Amherst Supervisor Satish B. Mohan wants a legal opinion from the state attorney general's office to determine if the town can switch 178 retirees from their current medical insurance providers to Medicare, saving up to $300,000 annually.
As it is, Amherst is subsidizing Medicare and providing a windfall for private insurance companies that cover retirees, Deputy Supervisor Roy Wixson said.
Mohan's insurance proposal prompted outcries from some retirees at a recent Town Board meeting, but he argued that the change could provide better coverage for retirees while saving money for the town.
Mohan was out of town and could not be reached to comment. But Wixson said the switch would end an arrangement that now requires Amherst to reimburse each retiree for about $92 a month in deductions charged by Medicare, as well as pay for their traditional medical coverage.
"In effect, Amherst taxpayers were subsidizing the Medicare system," Wixson said.

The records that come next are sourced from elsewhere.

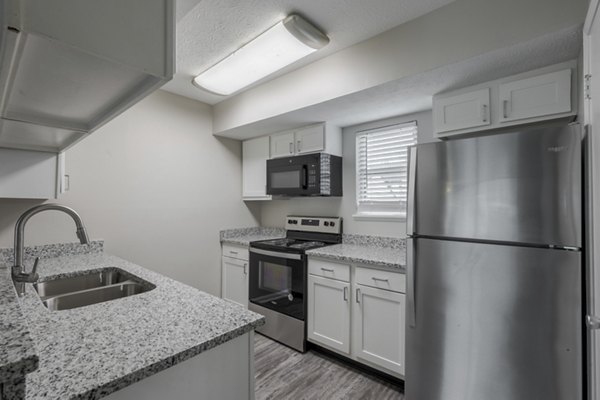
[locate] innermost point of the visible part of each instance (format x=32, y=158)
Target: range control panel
x=314, y=224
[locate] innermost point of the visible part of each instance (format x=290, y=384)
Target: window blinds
x=382, y=167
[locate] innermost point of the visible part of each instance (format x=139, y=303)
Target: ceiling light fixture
x=284, y=43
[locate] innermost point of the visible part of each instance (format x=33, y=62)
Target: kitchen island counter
x=92, y=351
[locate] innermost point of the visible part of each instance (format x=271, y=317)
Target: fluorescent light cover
x=286, y=42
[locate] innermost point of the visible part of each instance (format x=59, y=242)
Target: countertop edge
x=362, y=261
x=159, y=366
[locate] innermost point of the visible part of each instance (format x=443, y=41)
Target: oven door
x=278, y=281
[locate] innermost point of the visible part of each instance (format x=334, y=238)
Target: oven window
x=285, y=180
x=275, y=278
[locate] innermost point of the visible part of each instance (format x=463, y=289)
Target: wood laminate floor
x=285, y=374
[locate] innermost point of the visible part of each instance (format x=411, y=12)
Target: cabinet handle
x=593, y=322
x=380, y=279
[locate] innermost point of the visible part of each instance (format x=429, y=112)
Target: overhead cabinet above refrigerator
x=69, y=66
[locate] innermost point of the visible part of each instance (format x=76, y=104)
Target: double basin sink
x=89, y=287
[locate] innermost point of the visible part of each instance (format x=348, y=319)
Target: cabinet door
x=535, y=97
x=378, y=332
x=329, y=313
x=467, y=110
x=28, y=174
x=254, y=168
x=310, y=139
x=282, y=145
x=235, y=281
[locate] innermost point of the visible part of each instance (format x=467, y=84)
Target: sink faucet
x=20, y=277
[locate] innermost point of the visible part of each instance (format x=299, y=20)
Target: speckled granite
x=374, y=241
x=14, y=390
x=244, y=236
x=92, y=351
x=379, y=252
x=17, y=351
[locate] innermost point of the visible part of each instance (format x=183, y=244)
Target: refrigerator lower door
x=494, y=322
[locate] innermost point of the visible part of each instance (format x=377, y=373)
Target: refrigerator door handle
x=410, y=203
x=593, y=322
x=410, y=283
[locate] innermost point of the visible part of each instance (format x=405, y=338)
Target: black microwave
x=318, y=174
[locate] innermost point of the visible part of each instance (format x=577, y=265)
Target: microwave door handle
x=304, y=177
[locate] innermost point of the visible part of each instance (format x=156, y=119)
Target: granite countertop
x=92, y=351
x=243, y=236
x=17, y=352
x=373, y=251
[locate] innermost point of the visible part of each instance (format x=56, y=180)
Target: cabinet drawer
x=341, y=272
x=381, y=279
x=239, y=252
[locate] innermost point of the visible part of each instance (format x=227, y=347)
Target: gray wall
x=274, y=212
x=156, y=185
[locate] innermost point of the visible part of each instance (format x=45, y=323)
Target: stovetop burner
x=287, y=243
x=304, y=233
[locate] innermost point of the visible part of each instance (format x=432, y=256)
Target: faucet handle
x=33, y=273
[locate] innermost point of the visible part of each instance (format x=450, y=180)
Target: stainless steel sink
x=89, y=288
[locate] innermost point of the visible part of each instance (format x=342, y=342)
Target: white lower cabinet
x=235, y=280
x=234, y=271
x=329, y=313
x=366, y=323
x=378, y=327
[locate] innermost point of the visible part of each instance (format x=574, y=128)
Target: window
x=382, y=170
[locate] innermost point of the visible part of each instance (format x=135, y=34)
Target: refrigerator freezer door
x=494, y=322
x=522, y=187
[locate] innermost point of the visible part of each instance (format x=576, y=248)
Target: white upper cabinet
x=534, y=96
x=537, y=96
x=255, y=153
x=466, y=110
x=309, y=139
x=282, y=144
x=30, y=174
x=69, y=66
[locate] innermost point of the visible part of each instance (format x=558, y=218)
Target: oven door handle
x=304, y=177
x=277, y=254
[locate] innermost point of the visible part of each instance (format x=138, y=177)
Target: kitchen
x=159, y=182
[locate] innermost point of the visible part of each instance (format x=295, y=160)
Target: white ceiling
x=414, y=93
x=209, y=30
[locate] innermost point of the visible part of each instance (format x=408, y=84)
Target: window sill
x=380, y=216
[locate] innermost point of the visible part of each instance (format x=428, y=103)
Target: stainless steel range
x=278, y=274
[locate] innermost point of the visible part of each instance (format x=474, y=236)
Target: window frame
x=382, y=212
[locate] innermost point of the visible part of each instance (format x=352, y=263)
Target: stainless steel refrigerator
x=494, y=268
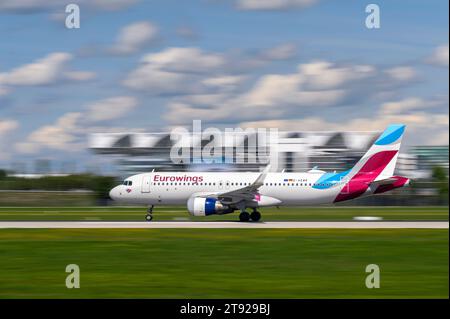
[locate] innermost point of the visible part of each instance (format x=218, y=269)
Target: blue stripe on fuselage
x=328, y=180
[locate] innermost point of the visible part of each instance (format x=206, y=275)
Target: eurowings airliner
x=208, y=193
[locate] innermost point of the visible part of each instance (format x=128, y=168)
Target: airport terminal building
x=292, y=152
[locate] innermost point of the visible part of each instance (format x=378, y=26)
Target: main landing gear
x=254, y=216
x=149, y=215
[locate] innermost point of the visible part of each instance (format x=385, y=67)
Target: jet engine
x=204, y=206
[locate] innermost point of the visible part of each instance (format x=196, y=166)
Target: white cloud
x=315, y=84
x=173, y=71
x=273, y=4
x=225, y=82
x=61, y=135
x=409, y=104
x=110, y=108
x=281, y=52
x=440, y=56
x=50, y=69
x=134, y=37
x=7, y=126
x=42, y=71
x=68, y=131
x=80, y=75
x=402, y=73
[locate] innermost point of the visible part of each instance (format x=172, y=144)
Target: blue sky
x=226, y=62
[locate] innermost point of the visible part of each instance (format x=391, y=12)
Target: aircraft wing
x=245, y=193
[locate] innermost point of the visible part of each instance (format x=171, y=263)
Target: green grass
x=223, y=263
x=180, y=213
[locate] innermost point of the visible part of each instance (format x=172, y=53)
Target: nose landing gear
x=149, y=215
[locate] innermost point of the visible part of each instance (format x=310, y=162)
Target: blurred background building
x=294, y=152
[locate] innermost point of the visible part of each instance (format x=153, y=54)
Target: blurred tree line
x=100, y=185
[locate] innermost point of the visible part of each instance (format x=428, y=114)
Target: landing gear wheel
x=255, y=216
x=244, y=217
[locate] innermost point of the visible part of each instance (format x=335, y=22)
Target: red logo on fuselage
x=173, y=178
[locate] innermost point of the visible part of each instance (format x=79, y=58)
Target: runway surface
x=230, y=224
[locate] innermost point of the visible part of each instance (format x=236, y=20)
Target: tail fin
x=380, y=159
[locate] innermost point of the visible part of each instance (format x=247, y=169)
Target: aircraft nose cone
x=113, y=193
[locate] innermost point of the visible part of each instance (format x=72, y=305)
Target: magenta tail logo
x=359, y=183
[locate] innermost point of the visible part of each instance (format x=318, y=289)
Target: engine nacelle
x=204, y=206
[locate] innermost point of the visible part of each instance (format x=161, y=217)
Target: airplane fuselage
x=285, y=189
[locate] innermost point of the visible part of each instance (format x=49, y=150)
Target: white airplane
x=208, y=193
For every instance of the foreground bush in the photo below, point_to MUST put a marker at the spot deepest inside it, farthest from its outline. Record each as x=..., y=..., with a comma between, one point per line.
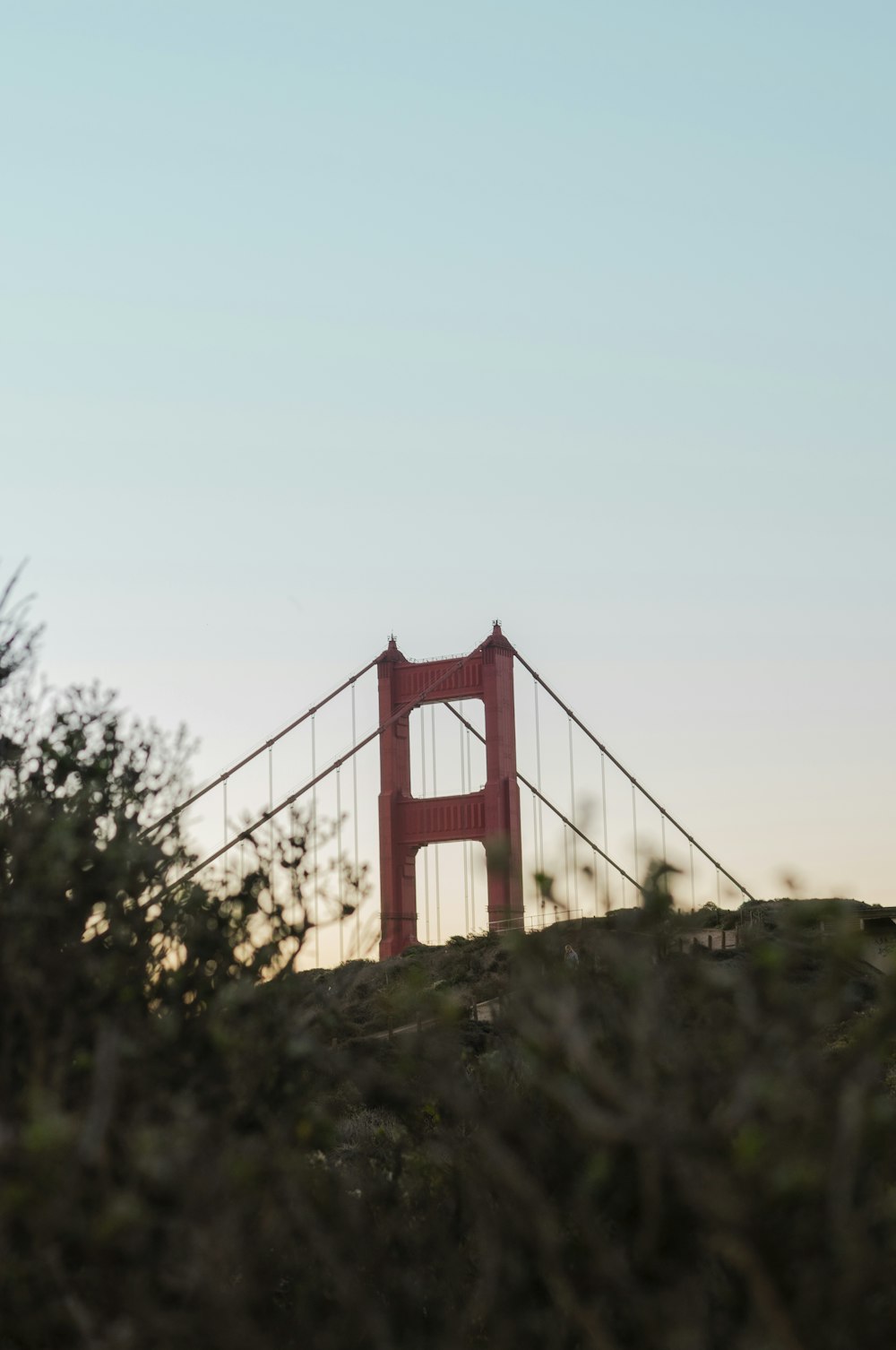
x=199, y=1147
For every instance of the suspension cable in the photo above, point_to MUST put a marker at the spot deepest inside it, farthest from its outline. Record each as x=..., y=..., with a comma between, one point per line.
x=521, y=778
x=247, y=759
x=631, y=776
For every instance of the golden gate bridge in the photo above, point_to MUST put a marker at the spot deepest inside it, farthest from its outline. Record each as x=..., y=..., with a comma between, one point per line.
x=610, y=816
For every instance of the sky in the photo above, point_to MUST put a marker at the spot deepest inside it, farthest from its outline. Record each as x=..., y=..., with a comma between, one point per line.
x=323, y=322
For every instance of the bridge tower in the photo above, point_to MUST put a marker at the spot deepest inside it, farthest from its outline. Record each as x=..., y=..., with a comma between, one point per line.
x=490, y=816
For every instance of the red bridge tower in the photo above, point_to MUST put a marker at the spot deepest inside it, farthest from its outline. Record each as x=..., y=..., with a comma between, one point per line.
x=490, y=816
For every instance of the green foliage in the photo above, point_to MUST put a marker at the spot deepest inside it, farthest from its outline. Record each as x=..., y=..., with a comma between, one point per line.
x=202, y=1147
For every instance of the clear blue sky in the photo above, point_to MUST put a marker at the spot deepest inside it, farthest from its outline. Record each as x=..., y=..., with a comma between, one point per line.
x=324, y=320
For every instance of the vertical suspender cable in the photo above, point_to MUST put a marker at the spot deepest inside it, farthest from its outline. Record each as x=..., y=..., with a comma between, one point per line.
x=314, y=848
x=226, y=856
x=355, y=824
x=573, y=817
x=339, y=861
x=540, y=837
x=691, y=847
x=603, y=803
x=435, y=792
x=597, y=899
x=634, y=826
x=270, y=800
x=463, y=847
x=472, y=877
x=535, y=835
x=423, y=771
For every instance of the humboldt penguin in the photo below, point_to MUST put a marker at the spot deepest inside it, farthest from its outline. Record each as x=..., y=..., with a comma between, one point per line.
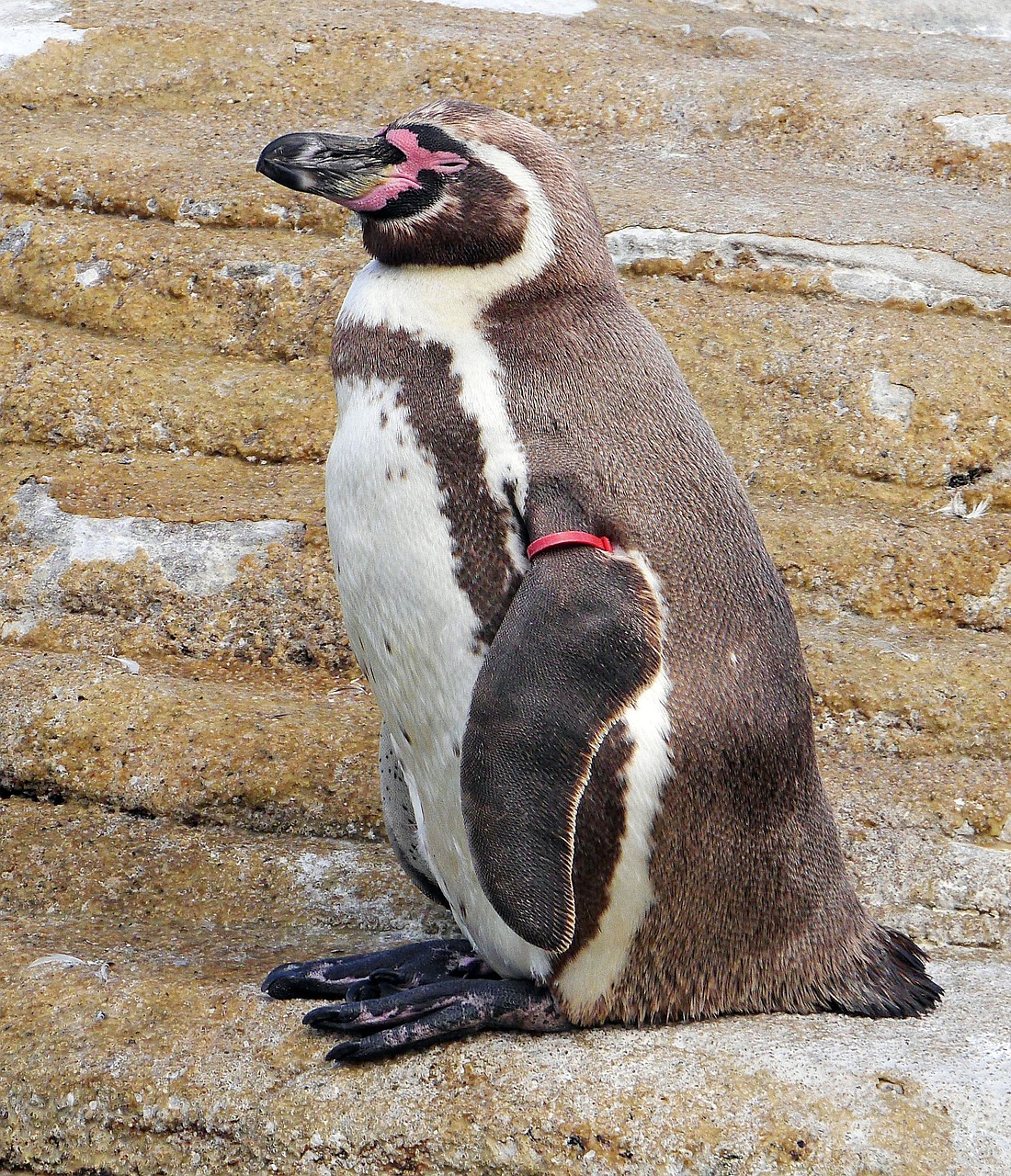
x=596, y=746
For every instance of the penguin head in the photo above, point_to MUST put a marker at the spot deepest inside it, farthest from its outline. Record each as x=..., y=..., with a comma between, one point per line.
x=453, y=184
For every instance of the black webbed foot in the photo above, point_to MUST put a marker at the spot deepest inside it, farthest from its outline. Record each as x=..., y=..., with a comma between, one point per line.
x=438, y=1012
x=377, y=974
x=414, y=995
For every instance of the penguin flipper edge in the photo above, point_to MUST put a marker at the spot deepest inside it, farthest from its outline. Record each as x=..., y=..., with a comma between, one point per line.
x=579, y=642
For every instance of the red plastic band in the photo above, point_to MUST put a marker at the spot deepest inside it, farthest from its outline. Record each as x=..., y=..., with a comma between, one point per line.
x=569, y=538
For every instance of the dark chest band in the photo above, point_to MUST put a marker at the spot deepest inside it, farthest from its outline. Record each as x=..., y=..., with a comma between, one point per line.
x=567, y=538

Even worse, Medicare now pays the reimbursements to the insurance companies that provide coverage for retirees, Wixson said.
"This is really a windfall to the medical insurance companies because we not only have paid for their claims, but the insurance company also takes the reimbursement from Medicare for the retirees' claims," Wixson said.
Spokesmen for the retirees appeared at the last board meeting and denounced town officials for considering the changes. Under its labor contracts with workers, the town is providing medical insurance for about 266 retirees, ages 65 and older, who were hired as full-time employees prior to 1977.
About 88 of those covered by the agreement have already switched to Medicare, with Medigap insurance paid by the town.
"We've not received any complaints, and the important thing is, they still can chose their doctors, and if they travel or live outside of the area, that's covered too," Wixson said.
Wixson also said that the town's labor agreements require Amherst to provide equal or better coverage than they now receive but do not prevent the switch.
"We're trying to make sure the coverage is equal or better, and to achieve that we're not only providing the Medigap insurance, but we're also continuing to pay the $92 for Medicaid Part A insurance, and just in case there is something else that needs to be taken care of, we're giving them each a $500 insurance card," he said.
"There's simply no point in subsidizing the Medicare system and giving the medical insurance companies a windfall profit," Wixson said.